Any parent would suffer tremendous guilt if their child died or was seriously injured because of their negligence. This would be a parent’s worst nightmare. With so much emphasis on protecting our children from physical injury, why is it that so little is done to minimize the risk of spiritual injury or spiritual death? We insure our possessions so that they can be replaced. We wear sunscreen to prevent skin cancer. We eat healthy to prevent health problems. We brush our teeth to prevent cavities. Will we not prevent our children from entering a classroom that has removed prayer? We will not prevent our children from being mistreated by wayward children? Will we not prevent our children from being corrupted by some teachers who push the secular agenda? What’s crazy is that many parents make an effort to raise well mannered and respectful children, only to let them attend a school where they will learn the same things they tried to avoid. What a waste! Not only is it a waste, it is a crime against the child who didn’t have a choice.
The Path Less Traveled
Will everyone agree with your decision to break from the “norm” and homeschool your children? Not likely. Do you consider homeschooling to be an intolerable sacrifice or do you see it as a way to earn rewards? That depends on what you, as a parent, consider to be of value. If you are honestly considering homeschooling your children, then know that you are not alone. Many courageous fathers have stepped up to the plate and encouraged their wives to be fulltime mothers and educators of their children. Many courageous mothers have traded worldly careers and embraced the most honorable and prestigious of occupations: Motherhood.

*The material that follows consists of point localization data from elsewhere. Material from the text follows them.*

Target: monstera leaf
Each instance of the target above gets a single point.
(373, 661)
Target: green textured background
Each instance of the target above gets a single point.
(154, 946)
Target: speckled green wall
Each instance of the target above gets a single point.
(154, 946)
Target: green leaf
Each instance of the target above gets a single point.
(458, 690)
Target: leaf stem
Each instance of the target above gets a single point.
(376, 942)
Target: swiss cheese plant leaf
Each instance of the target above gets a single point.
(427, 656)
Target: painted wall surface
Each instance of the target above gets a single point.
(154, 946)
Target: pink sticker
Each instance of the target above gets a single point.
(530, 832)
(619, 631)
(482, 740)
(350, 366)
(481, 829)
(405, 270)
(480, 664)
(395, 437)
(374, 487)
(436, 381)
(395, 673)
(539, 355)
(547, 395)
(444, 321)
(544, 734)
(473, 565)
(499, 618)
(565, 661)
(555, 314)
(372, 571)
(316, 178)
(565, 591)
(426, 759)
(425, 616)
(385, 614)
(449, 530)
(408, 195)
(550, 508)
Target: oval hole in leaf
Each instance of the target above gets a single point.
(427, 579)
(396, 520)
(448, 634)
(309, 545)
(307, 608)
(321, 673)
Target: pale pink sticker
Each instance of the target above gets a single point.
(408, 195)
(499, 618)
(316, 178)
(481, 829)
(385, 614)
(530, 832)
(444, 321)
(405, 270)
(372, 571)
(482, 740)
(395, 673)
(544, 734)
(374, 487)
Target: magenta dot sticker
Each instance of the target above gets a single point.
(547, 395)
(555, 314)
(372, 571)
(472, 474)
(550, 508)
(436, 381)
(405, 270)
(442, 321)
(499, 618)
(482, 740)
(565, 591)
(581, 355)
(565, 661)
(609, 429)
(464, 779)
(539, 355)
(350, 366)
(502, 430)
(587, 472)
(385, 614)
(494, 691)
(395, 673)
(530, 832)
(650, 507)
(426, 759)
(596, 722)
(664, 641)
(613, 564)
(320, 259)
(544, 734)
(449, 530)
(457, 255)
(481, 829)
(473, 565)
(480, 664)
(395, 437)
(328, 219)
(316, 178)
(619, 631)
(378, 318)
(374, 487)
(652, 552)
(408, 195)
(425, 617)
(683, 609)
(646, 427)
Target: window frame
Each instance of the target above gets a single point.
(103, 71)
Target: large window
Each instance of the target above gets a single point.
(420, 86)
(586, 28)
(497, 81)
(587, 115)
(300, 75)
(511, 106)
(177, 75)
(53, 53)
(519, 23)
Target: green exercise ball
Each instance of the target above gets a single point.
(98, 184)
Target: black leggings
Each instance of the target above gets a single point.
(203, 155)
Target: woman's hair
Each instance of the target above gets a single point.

As a man, I am inspired by other men who are living virtuous lives. However, nothing inspires me more deeply than a mother who gives herself completely to her children. For all this she is rewarded richly with children who respect and admire the gift of their mother. The father will also share in the rich rewards for leading, honoring and providing for his family. The effect that this will have on their family will shine like a beacon of hope to other families who are lost and in despair. The effect that this will have on our society is invaluable. I am grateful to the families who have inspired me. I can only aspire do the same for others. I hope that in some way I was able to convey that if there ever is a time for homeschooling, it is now.